Boost Retention and Engagement
According to a PEW poll, a majority of workers (63%) quit their jobs in 2021 because of low pay or a lack of opportunities to advance their careers. Many learning platforms will cite this statistic to show how employees value learning. But the statistic isn’t about learning — it’s about career growth. What builds career growth? Acquiring new skills. So not only do you save money and develop new skills-building academies, but you boost retention as well.
Provide Dexterity for Future Skilling
Filling your current skills gaps is critical, but those skills gaps will change over time. “In many ways, technology and AI are moving faster than real life,” explains Andy Bird, the CEO of Pearson. “We’re struggling to catch up, and the impact that that has on us both as individuals and as companies is the need to continually re-skill and upskill.”
The future, as Bird describes it, is unknowable. You don’t know which skills you’ll need in ten years, but you do know that you’ll be constantly upskilling and reskilling. Academies can help you recognize new skill gaps and address them as they arise. Once you’ve built an academy or two, you design an academy framework that works well for your company so you can add new ones as needs arise.
What are some basic tips to start building your own internal academies?
The obvious question is how can under-resourced L&D leaders put together the kind of flexible, talent-building academies the workforce needs? It’s not as daunting as it might seem. A mix of resources smartly deployed can make it work. Here are a few steps to get you started:
Step No. 1: Address challenges with the appropriate solution. Ask yourself if the problem requires learning, training, or skill development. Then use the right tools to accomplish those critical learning needs. There are three broad areas of skill building:
- Training to teach specific skills and processes.
- Learning that is more focused on enrichment and curiosity.
- Development that prepares employees to advance the organization.
This framework can help you differentiate some of the different needs you might have and clarify how to move forward.
Step No. 2: Provide time for upskilling. Providing time is pretty simple. Just 34% of employees are willing to upskill in their own time, while 71% will jump at the chance for paid upskilling and 64% will upskill on company time.
Step No. 3: Encourage learning in cohorts. More than 90% of employees and HR pros surveyed by Randstad said that skilling initiatives would be more effective with guidance and support. Company-led cohorts provide support and accountability and facilitate cross-training.
Step No. 4: Get the rest of the business involved.
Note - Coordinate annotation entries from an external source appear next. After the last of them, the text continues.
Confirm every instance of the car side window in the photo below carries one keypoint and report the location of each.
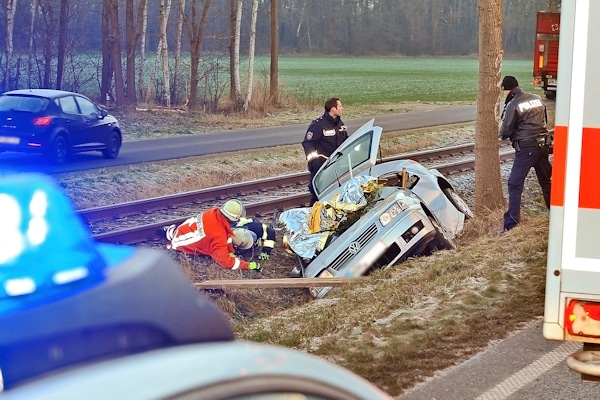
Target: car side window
(87, 107)
(68, 105)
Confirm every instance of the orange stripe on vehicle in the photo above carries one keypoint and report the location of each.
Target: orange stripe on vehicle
(589, 190)
(559, 163)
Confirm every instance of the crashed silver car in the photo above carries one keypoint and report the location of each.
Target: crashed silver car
(371, 215)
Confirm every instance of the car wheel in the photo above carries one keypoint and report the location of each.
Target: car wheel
(113, 146)
(59, 151)
(441, 241)
(458, 202)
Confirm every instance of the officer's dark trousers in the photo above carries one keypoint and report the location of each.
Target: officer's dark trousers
(525, 159)
(313, 167)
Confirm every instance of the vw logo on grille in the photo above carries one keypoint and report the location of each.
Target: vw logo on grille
(354, 248)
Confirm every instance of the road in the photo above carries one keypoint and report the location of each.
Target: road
(523, 366)
(139, 151)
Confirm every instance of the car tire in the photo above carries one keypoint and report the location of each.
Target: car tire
(59, 150)
(441, 241)
(113, 146)
(458, 202)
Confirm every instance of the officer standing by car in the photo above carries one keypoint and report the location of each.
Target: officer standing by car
(322, 137)
(524, 122)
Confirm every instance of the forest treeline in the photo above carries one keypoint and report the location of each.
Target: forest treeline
(188, 51)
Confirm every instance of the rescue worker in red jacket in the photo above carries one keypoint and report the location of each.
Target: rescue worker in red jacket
(323, 136)
(210, 233)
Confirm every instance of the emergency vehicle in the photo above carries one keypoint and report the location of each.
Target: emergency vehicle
(545, 52)
(572, 302)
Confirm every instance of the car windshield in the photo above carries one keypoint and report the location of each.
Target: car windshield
(22, 103)
(337, 169)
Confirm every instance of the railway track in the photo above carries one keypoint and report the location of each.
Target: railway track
(290, 191)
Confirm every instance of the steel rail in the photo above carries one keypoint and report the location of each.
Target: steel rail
(240, 189)
(147, 232)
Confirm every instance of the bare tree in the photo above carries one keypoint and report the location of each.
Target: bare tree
(195, 29)
(62, 42)
(251, 55)
(174, 87)
(274, 68)
(31, 57)
(488, 182)
(11, 8)
(141, 69)
(114, 38)
(236, 90)
(107, 68)
(163, 48)
(133, 31)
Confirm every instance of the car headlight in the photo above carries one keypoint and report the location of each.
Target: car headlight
(392, 212)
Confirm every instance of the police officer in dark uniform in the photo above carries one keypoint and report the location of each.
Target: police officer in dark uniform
(524, 122)
(323, 136)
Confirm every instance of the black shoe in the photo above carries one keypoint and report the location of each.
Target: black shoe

It’s important to make a business case for the talent academy. When the entire business sees the need for talent-building to enable you to compete and win the marketplace, the whole organization is energized and supports it.
To learn more tips, download a free copy of A Practitioner’s Guide: Building a Modern Academy.
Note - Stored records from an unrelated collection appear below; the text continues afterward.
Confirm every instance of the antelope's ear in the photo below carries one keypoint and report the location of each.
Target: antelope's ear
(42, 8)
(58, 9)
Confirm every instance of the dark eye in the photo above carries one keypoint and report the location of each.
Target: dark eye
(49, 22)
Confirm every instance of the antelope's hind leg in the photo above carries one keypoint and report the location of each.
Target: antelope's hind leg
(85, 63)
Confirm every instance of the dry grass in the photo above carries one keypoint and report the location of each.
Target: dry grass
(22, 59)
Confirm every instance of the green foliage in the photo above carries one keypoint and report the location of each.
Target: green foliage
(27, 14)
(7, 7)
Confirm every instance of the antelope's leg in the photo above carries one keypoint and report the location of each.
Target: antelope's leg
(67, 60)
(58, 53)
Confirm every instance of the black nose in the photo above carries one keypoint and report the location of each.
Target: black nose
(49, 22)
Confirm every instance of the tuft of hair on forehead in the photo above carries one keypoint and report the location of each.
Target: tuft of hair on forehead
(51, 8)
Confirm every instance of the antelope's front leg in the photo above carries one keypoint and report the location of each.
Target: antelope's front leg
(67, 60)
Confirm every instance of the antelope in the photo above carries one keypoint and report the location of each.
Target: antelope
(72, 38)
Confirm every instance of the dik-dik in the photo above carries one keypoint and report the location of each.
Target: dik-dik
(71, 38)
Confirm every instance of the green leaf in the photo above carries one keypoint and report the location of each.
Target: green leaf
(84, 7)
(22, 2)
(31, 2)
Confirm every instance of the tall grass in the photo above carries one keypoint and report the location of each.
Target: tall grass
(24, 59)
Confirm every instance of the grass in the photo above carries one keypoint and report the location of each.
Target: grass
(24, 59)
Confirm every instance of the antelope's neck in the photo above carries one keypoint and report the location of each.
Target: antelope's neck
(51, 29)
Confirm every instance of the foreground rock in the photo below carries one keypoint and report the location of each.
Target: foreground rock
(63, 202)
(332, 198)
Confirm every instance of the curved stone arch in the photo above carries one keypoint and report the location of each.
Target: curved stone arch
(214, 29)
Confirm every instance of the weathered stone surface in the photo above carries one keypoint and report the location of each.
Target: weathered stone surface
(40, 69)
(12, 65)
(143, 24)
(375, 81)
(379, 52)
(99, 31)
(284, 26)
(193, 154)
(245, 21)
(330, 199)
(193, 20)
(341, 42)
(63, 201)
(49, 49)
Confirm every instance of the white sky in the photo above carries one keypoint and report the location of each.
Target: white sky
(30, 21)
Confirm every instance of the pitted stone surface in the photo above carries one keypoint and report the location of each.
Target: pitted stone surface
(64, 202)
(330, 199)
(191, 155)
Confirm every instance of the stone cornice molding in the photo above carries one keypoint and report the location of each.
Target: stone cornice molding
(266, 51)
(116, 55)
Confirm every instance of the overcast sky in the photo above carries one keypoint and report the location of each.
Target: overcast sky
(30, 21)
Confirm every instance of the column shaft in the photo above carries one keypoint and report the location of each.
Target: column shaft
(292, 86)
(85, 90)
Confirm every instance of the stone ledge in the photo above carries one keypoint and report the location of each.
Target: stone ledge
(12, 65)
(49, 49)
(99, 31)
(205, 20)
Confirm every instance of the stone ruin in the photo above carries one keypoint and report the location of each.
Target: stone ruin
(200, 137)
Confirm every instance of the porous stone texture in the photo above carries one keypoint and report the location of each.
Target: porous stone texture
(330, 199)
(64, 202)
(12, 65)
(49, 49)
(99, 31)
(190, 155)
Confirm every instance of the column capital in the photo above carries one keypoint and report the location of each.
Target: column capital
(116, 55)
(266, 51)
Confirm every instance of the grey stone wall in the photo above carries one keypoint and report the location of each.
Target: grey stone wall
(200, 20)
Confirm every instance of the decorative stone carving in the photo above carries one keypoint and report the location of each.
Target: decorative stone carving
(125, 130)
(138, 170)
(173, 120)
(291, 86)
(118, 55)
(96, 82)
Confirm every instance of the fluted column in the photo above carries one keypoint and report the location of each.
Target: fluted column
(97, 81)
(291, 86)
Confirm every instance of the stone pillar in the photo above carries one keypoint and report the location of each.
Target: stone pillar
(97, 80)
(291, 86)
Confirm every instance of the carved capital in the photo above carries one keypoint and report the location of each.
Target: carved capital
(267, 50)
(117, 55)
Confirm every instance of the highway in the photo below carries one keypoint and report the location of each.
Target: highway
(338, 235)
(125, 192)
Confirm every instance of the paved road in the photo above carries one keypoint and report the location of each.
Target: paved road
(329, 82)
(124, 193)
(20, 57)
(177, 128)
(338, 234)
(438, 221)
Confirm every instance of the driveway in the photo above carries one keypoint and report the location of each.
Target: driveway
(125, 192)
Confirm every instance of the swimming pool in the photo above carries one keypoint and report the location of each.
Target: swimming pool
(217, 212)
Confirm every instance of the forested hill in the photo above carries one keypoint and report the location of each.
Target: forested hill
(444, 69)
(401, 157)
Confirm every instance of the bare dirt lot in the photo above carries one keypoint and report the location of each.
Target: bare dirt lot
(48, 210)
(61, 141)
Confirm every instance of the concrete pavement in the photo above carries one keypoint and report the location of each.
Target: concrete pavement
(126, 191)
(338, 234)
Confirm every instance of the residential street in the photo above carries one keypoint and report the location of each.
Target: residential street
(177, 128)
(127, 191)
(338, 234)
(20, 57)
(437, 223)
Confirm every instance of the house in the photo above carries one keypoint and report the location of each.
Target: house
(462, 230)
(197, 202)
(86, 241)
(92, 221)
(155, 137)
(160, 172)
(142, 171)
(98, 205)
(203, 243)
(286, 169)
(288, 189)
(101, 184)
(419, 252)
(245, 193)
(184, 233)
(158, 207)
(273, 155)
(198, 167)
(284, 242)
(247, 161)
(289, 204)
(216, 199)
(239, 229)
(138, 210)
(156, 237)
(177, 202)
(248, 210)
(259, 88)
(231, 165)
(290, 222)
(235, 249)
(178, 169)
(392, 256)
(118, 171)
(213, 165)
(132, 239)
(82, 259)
A Modern Path Forward To Deep Upskilling & Business Alignment
With skills changing so quickly, companies must get this critical moment right — and fast. You can’t waste your time trying to solve the most unprecedented skill gaps with whatever learning tool you’ve used for the past ten years. You need a solution that delivers, and Academies not only deliver upskilling but they’re affordable and align upskilling with your business needs.
It doesn’t matter how you get it done. You can build your own academy with a paperclip, duct tape, and shoestring or you purchase a fancy academy platform — just build it.